詰め替え容器に統一する。ラベルシールを貼る。Excelで在庫表を作る。3つとも、3週間で止まりました。詰め替え容器は洗うのが面倒で、結局袋のまま突っ込むようになる。ラベルは新しい食材を買うたびに作り直さないといけなくて、剥がれたまま放置されたやつが棚に残った。Excelの在庫表は3日目で更新が止まって、最後に開いたのがいつだったか思い出せません。

家計簿が続かない人間が、在庫表だけ続けられるはずがなかったんですよね。

たぶん、収納本のきれいな写真は「収納が好きな人」のために作られていて、自分のように「忘れっぽいから仕組みで補いたい人」とは目的が違うんだと思います。同じテクニックでも、向いている人と向いていない人がいる。

奥行きを、半分だけ使う

いちばん効いたのは、棚の奥に物を置かないというルールでした。

奥行き38cmあるのに、20cmぶんだけ使う。後ろは空けておく。

最初は「もったいないな」と思いました。でも、奥に置いた瞬間に存在を忘れるなら、置いていないのと結果は同じなんですよね。それなら最初から空けておいたほうが、ダブり買いが消えるぶん、トータルの食材ロスはむしろ減る

どうしても入りきらない予備は、別の段ボールにまとめて「予備ボックス」として、見える位置に置きました。本棚が空いたら予備ボックスから補充する、という二段構成にしてからは、棚の奥が墓場になることがなくなった。

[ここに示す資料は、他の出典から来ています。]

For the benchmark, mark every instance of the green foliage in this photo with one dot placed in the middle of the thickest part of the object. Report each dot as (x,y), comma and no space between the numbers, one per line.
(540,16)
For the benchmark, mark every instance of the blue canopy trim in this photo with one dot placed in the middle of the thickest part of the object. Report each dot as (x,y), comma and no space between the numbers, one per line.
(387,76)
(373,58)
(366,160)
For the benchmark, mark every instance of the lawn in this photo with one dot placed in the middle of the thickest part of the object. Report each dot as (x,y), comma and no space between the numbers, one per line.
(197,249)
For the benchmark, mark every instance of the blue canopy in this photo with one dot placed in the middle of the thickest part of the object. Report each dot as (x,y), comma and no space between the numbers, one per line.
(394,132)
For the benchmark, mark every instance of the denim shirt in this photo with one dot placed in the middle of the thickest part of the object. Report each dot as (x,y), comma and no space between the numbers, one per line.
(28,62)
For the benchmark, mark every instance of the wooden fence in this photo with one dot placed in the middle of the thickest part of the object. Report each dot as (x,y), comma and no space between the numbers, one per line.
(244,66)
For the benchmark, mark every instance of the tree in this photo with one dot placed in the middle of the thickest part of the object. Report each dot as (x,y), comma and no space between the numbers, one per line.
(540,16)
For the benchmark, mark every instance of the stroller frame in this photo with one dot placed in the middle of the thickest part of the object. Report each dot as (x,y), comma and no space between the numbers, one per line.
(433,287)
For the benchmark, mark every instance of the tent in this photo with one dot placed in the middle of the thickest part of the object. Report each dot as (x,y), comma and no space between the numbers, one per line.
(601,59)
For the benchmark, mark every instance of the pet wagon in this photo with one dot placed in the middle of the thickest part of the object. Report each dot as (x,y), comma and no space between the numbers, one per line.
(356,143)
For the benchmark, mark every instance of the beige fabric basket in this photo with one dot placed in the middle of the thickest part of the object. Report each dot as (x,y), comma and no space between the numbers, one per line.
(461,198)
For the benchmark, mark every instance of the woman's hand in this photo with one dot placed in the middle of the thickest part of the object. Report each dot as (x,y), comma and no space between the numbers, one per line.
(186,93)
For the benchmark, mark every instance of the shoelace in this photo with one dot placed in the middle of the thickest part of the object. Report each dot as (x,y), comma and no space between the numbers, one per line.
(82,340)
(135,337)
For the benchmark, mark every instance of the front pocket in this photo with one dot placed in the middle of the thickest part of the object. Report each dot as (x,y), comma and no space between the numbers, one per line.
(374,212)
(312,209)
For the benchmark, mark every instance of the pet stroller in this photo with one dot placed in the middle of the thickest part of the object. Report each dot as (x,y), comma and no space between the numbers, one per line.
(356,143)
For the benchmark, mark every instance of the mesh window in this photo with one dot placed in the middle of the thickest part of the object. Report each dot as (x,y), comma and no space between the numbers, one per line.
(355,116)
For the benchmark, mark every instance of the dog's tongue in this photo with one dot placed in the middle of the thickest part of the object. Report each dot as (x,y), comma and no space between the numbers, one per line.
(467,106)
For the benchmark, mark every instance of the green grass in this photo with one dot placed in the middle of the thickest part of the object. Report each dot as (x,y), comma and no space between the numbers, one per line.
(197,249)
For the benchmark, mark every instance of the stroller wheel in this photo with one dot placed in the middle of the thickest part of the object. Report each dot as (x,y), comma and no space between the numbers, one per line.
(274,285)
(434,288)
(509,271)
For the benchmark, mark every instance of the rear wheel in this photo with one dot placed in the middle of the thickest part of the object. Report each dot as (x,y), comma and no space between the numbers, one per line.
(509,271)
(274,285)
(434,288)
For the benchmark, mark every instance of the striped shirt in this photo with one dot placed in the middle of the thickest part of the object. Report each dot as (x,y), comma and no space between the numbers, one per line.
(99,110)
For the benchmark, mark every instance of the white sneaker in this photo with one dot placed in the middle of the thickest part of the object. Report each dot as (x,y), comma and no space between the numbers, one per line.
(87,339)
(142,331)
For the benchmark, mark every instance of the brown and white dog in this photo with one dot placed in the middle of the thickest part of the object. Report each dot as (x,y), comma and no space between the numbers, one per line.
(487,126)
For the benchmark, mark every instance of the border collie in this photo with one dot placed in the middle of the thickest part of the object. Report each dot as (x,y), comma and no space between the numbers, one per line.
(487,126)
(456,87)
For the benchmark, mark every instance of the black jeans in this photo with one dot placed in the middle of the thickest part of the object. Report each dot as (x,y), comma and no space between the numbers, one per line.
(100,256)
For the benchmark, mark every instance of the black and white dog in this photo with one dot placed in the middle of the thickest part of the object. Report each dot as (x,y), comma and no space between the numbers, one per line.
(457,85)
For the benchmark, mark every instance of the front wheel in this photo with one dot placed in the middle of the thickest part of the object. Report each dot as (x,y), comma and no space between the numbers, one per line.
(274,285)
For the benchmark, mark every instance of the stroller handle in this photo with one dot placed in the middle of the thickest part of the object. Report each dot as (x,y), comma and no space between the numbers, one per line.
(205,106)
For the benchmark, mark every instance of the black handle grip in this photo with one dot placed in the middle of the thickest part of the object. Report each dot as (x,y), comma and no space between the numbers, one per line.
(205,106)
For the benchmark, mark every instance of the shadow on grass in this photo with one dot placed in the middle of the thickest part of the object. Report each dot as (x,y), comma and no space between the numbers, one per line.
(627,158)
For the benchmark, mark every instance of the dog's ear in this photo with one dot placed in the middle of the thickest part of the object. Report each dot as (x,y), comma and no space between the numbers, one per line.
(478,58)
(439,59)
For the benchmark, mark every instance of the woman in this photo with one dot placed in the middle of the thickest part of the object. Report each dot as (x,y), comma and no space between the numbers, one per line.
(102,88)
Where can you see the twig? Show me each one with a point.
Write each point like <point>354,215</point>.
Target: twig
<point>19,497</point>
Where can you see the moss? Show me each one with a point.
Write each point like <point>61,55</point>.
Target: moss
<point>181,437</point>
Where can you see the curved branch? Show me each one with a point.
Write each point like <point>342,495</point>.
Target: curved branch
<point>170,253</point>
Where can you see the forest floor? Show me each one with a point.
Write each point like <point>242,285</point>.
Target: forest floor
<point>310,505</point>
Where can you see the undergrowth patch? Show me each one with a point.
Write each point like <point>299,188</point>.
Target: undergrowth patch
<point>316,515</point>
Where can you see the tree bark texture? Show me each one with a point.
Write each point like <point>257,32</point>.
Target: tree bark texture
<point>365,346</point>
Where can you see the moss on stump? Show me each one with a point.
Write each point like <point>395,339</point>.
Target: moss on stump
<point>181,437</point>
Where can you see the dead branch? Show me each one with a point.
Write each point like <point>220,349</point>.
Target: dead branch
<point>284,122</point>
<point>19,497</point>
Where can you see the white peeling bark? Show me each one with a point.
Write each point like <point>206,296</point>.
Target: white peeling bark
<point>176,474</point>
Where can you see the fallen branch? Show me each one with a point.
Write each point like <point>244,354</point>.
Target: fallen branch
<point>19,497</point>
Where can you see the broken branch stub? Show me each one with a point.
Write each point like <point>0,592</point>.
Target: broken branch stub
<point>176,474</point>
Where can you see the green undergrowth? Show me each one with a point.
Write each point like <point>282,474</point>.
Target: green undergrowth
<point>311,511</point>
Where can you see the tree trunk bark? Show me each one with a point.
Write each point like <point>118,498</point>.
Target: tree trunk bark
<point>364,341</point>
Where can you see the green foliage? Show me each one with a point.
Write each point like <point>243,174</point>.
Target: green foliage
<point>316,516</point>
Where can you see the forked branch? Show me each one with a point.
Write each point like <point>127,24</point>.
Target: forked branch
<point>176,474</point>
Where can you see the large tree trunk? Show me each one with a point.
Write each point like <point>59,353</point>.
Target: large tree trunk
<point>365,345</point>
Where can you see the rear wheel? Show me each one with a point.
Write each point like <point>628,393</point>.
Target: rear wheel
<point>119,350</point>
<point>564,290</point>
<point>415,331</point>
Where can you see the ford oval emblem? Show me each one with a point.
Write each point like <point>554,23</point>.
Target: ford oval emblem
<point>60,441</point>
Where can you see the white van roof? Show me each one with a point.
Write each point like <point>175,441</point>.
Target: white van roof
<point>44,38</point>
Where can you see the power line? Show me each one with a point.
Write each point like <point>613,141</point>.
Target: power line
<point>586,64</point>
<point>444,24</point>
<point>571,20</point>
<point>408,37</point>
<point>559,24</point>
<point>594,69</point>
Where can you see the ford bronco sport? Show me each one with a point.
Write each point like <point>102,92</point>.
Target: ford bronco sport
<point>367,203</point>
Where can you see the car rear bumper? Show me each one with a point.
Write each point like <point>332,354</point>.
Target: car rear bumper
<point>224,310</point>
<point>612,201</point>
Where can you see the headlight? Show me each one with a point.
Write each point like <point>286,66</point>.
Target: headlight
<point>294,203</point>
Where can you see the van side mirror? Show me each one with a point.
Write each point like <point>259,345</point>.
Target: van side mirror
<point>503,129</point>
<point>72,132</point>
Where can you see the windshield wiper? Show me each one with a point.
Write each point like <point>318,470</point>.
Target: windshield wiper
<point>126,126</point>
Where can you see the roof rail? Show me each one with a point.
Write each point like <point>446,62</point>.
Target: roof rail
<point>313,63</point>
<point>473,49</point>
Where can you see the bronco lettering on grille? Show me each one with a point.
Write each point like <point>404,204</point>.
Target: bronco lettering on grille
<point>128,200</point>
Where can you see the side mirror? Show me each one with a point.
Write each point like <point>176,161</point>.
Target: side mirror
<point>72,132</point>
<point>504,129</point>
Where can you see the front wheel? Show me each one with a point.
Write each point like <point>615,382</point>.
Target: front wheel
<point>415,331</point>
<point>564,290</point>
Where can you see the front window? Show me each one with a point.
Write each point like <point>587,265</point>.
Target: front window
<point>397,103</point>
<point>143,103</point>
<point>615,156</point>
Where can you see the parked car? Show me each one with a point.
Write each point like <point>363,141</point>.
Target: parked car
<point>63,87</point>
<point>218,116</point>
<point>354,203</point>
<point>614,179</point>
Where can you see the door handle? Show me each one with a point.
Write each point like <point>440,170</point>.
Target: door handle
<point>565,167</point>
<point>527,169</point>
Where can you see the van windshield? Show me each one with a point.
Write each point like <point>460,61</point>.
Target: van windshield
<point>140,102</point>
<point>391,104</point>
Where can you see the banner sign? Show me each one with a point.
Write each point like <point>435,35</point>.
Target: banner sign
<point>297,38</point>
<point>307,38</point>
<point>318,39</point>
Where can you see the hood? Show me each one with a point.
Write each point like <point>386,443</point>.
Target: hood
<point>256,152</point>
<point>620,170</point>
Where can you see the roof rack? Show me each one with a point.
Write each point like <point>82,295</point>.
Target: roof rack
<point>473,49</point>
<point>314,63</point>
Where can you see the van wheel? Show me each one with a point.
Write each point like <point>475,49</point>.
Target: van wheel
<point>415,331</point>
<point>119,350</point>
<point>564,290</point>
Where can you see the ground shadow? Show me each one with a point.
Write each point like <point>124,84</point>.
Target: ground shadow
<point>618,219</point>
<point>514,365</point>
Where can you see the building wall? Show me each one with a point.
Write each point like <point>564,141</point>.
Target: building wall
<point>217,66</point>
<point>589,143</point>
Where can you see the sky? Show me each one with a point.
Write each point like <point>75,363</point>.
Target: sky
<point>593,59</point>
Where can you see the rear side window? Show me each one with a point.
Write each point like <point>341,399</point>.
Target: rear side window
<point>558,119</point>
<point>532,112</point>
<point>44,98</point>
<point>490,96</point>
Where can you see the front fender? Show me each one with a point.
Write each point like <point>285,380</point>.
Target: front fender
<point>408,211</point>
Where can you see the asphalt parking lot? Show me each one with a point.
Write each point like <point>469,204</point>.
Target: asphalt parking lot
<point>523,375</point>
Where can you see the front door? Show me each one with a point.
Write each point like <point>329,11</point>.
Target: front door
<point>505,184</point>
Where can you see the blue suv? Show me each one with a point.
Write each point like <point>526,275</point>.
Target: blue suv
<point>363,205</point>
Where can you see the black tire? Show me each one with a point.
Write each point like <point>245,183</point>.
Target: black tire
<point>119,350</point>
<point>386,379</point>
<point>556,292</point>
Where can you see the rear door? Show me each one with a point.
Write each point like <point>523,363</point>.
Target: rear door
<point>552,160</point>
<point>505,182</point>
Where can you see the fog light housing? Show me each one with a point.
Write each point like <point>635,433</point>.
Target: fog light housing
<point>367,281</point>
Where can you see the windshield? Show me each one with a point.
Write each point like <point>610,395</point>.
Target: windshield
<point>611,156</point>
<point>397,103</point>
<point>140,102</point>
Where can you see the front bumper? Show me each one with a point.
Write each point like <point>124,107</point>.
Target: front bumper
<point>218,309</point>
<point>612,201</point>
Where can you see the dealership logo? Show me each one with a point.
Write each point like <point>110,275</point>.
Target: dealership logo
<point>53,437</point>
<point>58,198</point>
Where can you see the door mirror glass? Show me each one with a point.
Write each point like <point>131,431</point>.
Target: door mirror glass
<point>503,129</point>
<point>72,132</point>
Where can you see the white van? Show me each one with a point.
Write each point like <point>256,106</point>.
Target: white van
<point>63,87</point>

棚の容量を半分にすると、当然ストックできる量も半分になります。最初の2週間は不安だったんですけど、3か月経ってみると、半分に減らしたぶんだけ買い物の頻度が上がったわけでもなくて、ただ「念のため買い」が減っただけでした。

余談: 棚を場面で並べ直したら、献立が組みやすくなった

最初は乾物、缶詰、調味料、と種類ごとに分けていました。

ある週末に、ふと思いついて「朝の棚」「夜の棚」「お弁当の棚」に並べ替えてみたら、急に台所が動きやすくなりました。朝のシリアル、コーヒー、ジャム、はちみつは同じ棚。夜の乾燥パスタ、トマト缶、コンソメ、オリーブオイルも同じ棚。場面ごとに固まっていると、棚を開けた瞬間に「今日この棚から何が作れるか」が一目でわかる。

副作用として、買い物のときの考え方も変わりました。「缶詰、まだあるな」では止まらなくて、「夜の主菜になるものが少ない」というふうに、場面の単位で不足が見えるようになった。これは予想していなかった効果でした。

全部を覚えるのを、やめる

3か月続けて、いちばん変わったのは「在庫を全部覚えようとする」のをやめたことかもしれません。

棚の最後の1個を取り出した瞬間にだけ、スマホでメモする。「パスタ最後」「ツナ缶最後」。それだけです。あるものを記録するのは続かないけど、なくなった瞬間だけ記録するのは続く。3秒で終わるからだと思います。

うちは在庫アプリで残量メモを取っているけど、紙でもスマホの標準メモでも、同じ結果が出ると思います。ツールよりも、「全部の在庫を管理しようとしない」というルールのほうが本体な気がします。

3か月で、パントリーの食材を捨てる回数は、月3〜4回から月1回くらいに減りました。

ダブり買いが減っただけじゃなくて、棚を開けるのが少しだけ楽しくなったのが意外でした。何があるかわかっている棚は、開けたときに「今日これ作ろうかな」と思える。何があるかわからない棚は、開けるたびに罪悪感の予感があって、だんだん開けなくなる。これは冷蔵庫でもクローゼットでも同じだろうな、と最近は思います。

完璧に整っている棚より、開けたときに頭が軽くなる棚のほうが、自分には合っている気がします。